Why is this? I don't know exactly. It could be the way that plugins tend to manipulate multiple layers of the stack and tend not to use clearly-defined public interfaces. I suspect that more of it is the fact that plugins are the self-promotion tool of choice for the jobbing Rails developer: they fall from grace as quickly as they rose, abandoned by the developers to whom they gave a leg up, supplanted by a new, different plugin with an obviously - everyone agrees! - much more correct way of solving the problem. Meanwhile, your old Rails app is dependent on a dozen pieces of decrepit abandonware.


    Why is this? I don't know exactly.
Monkeypatching! It's all fun and games until someone else decides that monkeypatching #poke is also what their gem or plugin needs. Then, of course, you start accidentally #poke'ing your Eye when you least expect it, and cannot figure out from where or why...


I wish I had 10 accounts so I could give you 10 +1s!

I guess those who forget the past are doomed to repeat it.

It's funny, principles of good programming are about as old as programming itself and yet everyone seems to feel the need to rediscover them periodically.

If you look at some great nix utilities, they should "do one thing and do it well". Hm, sounds like Single Responsibility Principle.

Dependency injection? Funny, reminds me a lot of nix pipes.

So to me the moral of the story is: programmers with experience and an open mind will tend to make good decisions. Inexperienced programmers just need time if they're willing to learn.

And arrogant jerks will always make messes.


Yes. Though principles tend to change. For examples Unix' "No news is good news" started because IO was slow via teletypes. Now we keep it, because it makes piping easier.

Also nowadays you can afford to value simplicity over speed in so many more places.


Not sure that's a good title for the content...

But it's certainly true that sloppy code can be produced in any language.


To me what the article is highlighting is a certain blindness on the part of many Ruby coders. My first language of choice is Ruby, so I'm not trying to spread hate here.

That said, I've encountered many times where a Rubyists first reaction to anything Java is "oh that's terrible" but anything implemented in Ruby must be beautiful, just because it's Ruby. Clearly, that is not true and yet people believe it over and over again.

Also, if you look at a lot of the developments in the Rails world over the past few years, they've been running into problems long solved in the Java world, but only now have Ruby projects been getting big enough to warrant general purpose solutions.

A perfect example is Bundler. It's basically Maven for Java, but it took the community a while to realize "hey, managing libraries is a pain, we need a tool for it".

So as Rails grows up, hopefully it won't forget that many other communities have solved similar problems before it.

Sometimes it's almost as if Rails invented the Internet. :)


That JS on page crashes IE8.


Or as I like to put it when filing bugs:

IE8 crashes trying to run this JS code.


I had someone else report an IE7 crash recently. I wish I could narrow down WHICH JS is the problem. It's just stock WordPress+various widgets.

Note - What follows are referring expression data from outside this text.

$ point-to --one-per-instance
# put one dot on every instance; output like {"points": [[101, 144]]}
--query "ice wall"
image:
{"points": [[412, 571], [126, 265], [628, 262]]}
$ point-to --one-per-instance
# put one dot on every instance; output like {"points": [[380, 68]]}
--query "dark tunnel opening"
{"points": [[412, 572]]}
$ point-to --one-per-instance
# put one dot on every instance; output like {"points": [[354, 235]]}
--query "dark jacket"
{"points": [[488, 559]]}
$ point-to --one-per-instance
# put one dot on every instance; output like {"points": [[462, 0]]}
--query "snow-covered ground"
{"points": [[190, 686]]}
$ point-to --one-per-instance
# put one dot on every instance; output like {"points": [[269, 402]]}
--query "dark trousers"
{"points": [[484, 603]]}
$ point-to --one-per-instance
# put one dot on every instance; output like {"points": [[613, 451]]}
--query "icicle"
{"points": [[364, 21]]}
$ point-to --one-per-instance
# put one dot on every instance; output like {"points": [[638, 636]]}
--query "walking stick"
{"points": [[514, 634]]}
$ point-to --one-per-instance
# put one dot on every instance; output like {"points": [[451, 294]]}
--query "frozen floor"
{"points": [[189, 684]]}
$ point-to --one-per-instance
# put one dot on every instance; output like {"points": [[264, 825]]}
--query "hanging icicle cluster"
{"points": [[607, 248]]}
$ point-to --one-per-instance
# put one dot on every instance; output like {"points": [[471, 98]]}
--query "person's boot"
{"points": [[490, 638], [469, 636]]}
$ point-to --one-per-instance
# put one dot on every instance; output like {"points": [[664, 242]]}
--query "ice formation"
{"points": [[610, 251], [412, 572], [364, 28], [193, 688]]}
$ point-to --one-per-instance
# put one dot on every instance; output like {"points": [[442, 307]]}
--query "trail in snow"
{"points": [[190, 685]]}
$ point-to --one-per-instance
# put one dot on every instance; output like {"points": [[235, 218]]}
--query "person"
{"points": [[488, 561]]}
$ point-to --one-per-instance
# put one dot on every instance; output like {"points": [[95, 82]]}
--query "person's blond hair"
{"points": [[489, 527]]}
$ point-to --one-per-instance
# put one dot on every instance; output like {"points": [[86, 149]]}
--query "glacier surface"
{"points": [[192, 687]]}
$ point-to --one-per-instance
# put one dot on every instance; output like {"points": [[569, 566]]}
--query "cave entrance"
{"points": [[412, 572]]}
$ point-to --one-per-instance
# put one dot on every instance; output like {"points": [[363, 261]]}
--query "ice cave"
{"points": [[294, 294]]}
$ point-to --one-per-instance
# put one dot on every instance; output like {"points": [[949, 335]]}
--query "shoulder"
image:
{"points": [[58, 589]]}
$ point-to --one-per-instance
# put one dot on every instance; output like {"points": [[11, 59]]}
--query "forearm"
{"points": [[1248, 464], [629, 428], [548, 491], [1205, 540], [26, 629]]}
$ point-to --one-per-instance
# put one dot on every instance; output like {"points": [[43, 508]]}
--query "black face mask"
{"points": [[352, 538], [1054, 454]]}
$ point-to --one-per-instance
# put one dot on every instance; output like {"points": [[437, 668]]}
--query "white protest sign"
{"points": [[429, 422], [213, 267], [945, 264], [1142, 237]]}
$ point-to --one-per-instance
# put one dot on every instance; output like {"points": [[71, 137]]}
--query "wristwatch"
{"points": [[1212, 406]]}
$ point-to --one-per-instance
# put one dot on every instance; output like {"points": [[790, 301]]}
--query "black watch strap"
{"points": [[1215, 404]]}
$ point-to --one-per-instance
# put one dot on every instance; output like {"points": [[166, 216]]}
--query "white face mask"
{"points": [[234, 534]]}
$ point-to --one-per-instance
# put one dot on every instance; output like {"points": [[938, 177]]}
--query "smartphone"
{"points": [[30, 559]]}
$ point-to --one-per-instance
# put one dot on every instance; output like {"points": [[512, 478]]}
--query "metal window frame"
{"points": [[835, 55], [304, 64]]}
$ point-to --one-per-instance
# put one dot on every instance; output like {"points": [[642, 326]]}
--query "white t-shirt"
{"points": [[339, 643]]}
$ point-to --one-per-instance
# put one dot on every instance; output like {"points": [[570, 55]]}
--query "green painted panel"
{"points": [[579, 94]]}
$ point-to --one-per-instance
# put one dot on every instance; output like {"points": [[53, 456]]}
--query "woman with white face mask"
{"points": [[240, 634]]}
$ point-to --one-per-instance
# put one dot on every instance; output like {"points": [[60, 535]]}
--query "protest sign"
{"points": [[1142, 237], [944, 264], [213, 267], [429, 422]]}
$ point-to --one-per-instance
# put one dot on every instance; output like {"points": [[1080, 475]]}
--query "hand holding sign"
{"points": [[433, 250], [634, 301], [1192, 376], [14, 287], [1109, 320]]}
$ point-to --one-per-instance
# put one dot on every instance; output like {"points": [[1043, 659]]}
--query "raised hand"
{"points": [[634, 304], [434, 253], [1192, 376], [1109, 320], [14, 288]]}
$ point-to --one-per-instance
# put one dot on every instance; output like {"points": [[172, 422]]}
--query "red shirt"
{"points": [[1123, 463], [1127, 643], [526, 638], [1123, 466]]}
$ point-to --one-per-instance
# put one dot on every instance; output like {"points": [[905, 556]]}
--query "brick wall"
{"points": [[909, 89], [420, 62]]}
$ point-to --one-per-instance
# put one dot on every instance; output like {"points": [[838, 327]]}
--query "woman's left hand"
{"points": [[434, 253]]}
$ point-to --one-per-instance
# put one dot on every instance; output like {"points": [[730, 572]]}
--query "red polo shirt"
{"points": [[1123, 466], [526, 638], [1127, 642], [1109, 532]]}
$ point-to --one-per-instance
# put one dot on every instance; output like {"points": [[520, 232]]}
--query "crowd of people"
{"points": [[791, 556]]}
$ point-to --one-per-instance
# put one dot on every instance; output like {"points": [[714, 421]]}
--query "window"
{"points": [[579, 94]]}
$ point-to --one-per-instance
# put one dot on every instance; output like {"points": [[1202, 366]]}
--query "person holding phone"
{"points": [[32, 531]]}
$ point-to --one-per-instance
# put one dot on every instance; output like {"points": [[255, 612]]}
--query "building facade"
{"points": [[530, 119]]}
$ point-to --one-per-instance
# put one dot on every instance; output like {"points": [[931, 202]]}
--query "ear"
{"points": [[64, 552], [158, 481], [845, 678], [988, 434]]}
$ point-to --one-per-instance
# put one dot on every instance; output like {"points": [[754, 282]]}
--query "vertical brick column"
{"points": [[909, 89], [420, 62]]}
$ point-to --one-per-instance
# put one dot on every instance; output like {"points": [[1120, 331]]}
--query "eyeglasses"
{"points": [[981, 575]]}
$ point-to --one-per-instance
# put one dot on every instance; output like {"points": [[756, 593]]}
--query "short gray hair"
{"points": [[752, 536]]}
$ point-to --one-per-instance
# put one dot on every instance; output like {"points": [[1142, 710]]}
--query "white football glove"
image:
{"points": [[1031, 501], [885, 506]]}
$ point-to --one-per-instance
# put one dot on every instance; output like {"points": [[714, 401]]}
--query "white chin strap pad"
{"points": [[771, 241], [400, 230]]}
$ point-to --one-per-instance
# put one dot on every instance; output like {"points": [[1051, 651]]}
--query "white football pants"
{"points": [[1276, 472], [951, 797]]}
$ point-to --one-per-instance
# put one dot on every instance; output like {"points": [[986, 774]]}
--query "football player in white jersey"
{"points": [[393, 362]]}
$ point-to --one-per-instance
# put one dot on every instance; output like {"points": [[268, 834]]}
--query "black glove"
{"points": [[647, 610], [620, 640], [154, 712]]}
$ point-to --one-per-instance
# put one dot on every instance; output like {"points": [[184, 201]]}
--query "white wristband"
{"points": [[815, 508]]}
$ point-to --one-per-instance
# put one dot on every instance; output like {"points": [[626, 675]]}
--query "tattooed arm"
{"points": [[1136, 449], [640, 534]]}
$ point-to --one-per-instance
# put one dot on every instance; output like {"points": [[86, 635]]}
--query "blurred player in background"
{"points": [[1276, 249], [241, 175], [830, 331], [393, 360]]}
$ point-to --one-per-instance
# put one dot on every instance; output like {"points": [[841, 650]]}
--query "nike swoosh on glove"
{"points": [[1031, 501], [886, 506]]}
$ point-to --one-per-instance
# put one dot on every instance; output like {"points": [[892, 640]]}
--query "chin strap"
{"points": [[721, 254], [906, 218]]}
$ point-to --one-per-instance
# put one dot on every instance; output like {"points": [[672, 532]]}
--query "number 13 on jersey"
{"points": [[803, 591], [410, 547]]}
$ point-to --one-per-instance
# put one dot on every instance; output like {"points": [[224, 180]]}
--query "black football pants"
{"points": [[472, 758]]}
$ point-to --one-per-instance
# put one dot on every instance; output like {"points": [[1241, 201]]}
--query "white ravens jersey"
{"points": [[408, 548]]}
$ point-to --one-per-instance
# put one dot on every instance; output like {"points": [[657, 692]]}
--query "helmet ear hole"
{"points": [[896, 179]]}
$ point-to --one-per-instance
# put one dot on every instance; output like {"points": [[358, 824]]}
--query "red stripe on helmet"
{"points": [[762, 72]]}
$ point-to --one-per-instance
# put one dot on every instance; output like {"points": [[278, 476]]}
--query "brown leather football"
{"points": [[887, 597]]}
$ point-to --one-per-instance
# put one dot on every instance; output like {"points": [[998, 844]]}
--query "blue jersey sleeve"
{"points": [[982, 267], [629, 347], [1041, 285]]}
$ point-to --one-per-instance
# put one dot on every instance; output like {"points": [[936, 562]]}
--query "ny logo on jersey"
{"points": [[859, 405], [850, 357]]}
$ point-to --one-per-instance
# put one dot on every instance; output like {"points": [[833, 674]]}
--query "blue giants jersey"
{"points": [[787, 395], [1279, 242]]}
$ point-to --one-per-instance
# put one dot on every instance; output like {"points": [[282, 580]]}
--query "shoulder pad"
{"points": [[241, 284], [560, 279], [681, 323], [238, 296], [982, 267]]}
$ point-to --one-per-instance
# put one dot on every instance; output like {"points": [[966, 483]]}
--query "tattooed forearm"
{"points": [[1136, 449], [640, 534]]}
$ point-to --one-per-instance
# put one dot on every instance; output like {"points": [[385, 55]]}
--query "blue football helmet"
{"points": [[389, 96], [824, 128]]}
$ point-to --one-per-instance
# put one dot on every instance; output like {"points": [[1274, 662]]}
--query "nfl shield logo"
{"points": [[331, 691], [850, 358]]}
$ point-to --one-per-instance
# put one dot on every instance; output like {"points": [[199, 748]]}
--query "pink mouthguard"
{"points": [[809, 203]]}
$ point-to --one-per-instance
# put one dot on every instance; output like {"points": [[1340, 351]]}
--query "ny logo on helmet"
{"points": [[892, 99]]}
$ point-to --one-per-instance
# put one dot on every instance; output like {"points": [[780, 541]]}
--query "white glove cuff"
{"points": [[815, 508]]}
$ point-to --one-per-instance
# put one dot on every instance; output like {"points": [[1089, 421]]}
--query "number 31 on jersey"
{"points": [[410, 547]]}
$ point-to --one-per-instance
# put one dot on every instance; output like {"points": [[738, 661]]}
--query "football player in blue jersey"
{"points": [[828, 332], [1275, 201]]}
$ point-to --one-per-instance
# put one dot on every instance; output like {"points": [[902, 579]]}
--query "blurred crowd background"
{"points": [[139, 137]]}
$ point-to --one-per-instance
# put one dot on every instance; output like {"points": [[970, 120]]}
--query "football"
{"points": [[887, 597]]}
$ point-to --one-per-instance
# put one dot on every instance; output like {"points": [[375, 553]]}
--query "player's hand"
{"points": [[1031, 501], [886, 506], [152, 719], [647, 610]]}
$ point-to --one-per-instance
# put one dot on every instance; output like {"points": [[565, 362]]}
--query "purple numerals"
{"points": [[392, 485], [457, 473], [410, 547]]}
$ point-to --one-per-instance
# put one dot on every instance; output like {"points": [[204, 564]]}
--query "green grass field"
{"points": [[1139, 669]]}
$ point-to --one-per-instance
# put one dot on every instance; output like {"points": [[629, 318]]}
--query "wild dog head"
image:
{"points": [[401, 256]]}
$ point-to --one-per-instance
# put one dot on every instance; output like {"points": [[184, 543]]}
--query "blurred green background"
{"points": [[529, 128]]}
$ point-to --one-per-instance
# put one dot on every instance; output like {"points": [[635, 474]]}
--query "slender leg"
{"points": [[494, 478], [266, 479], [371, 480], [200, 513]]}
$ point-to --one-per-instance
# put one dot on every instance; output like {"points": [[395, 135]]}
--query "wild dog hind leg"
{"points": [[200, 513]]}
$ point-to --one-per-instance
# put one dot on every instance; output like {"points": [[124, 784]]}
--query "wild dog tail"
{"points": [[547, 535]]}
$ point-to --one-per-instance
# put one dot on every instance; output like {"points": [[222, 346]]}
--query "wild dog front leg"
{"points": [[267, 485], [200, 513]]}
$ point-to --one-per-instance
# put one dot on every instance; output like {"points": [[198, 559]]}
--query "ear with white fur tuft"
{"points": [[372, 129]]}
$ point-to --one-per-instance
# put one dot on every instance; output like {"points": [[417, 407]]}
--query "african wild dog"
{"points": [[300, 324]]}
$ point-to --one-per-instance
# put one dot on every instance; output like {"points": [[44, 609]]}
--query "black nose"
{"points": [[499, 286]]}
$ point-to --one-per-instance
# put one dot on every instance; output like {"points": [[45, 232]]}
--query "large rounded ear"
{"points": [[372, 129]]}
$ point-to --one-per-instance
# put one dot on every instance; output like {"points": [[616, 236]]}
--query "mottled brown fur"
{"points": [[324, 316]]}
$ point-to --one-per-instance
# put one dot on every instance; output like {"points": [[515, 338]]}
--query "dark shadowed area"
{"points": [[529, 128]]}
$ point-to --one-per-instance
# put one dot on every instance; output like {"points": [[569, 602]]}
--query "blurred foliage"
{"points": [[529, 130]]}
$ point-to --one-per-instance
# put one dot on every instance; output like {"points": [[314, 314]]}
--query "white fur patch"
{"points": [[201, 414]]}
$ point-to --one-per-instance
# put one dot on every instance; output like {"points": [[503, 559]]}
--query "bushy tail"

Yikes - IE 8 really crashes. Here's the console output from IE9 developer tools when changed into IE8 Standards mode:

  SCRIPT438: Object doesn't support property or method 'indexOf' 
  github-badge.js, line 59 character 7

  SCRIPT438: Object doesn't support this property or method 
  badge.js, line 47 character 7

  SCRIPT438: Object doesn't support property or method 'getElementsByClassName' 
  embed.js?pname=wordpress&pver=2.61, line 35 character 78

  SCRIPT438: Object doesn't support property or method 'getElementsByClassName' 
  embed.js?pname=wordpress&pver=2.61, line 35 character 78
So, hopefully that gives you a starting point. The IE9 developer tools are much improved over previous iterations.

Interestingly enough, when I switched it into IE7 mode, only the first two errors appeared.


Thanks! I've queued this for a closer look.


Its still crashing..


I would be interested in a comparison with Python projects.